Q: how to get a conviction thrown out if the judge bipassed evidence and used a dead person as a witness

the judge used a dead person as a witness in a criminal domestic trial is that lawful and also I thought they have to prove beyond a reasonable doubt they took hearsay of my baby mom and the doctor said there were no signs of strangulation the police said the something and she also contradicted what she said in the police report as well as admitted to hitting me in the head with a baseball bat stabbing me a tazer was found as well as broken glass and I was found guilty I want this conviction overturned

3 Lawyer Answers
Jonathan Matthew Holson
Jonathan Matthew Holson
Answered
  • Criminal Law Lawyer
  • Rogers, MN
  • Licensed in Minnesota

A: There is no way to answer this question given the information in this question. I understand that this is your recitation of what occurred in the trial.
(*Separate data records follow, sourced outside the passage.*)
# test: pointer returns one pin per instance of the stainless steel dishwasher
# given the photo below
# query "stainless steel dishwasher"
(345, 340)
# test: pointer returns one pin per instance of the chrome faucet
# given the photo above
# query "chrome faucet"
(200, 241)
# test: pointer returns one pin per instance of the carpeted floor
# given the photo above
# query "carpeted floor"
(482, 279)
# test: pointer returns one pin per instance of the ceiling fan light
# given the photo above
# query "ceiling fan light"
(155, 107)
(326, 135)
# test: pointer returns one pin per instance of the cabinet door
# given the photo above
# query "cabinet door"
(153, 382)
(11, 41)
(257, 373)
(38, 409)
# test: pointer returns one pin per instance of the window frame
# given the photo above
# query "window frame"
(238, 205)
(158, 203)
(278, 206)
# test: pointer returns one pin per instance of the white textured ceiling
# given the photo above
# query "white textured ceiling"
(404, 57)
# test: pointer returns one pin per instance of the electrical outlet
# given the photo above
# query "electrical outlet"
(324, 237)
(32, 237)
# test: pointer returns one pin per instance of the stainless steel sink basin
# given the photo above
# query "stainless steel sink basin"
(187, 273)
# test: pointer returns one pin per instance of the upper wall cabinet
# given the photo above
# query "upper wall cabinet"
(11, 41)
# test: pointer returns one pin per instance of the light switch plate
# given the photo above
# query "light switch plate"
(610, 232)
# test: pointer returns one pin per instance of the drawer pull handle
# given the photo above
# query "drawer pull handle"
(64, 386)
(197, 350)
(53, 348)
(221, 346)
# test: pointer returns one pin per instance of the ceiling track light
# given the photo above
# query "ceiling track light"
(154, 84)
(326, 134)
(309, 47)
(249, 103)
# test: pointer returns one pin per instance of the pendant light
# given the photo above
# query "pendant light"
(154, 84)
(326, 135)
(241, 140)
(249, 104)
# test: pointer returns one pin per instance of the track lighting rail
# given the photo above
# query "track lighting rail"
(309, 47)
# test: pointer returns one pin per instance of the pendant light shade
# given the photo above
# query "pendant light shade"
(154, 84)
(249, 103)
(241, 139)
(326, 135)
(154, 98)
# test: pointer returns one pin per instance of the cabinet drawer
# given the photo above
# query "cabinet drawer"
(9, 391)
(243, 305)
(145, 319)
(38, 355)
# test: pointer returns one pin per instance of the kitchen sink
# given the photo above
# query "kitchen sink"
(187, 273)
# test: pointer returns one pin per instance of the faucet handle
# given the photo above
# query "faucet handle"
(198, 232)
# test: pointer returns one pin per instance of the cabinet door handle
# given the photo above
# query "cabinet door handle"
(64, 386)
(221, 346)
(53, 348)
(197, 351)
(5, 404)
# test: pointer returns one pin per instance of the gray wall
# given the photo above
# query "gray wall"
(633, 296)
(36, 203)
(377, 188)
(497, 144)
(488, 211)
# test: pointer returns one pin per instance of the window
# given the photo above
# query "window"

I presume that the county attorney would view things much differently. The only way to assess the legitimacy of your conviction would be to review a transcript of the trial and review whether there were legal errors that occurred during the trial. You would have to hire counsel to review the transcript and pay for the trial transcript as well to get an accurate assessment of whether the conviction can be reversed or not.

William Bailey
William Bailey
Answered
  • Criminal Law Lawyer
  • Bloomington, MN
  • Licensed in Minnesota

A: You would need to pursue and appeal or post conviction relief. An attorney would need to review transcripts from the trial court to know whether there is any chance of success.

Thomas C Gallagher
Thomas C Gallagher
Answered
  • Criminal Law Lawyer
  • Minneapolis, MN
  • Licensed in Minnesota

A: The questions about trial errors would require a review of the trial transcript. That's just not possible here. Contact a criminal defense attorney who regularly does post-conviction work. And do it soon, because there are short deadlines for appeal and other post-conviction relief. If you can't afford a private post-conviction attorney, be sure to contact the Appellate Public Defender's Office, ASAP.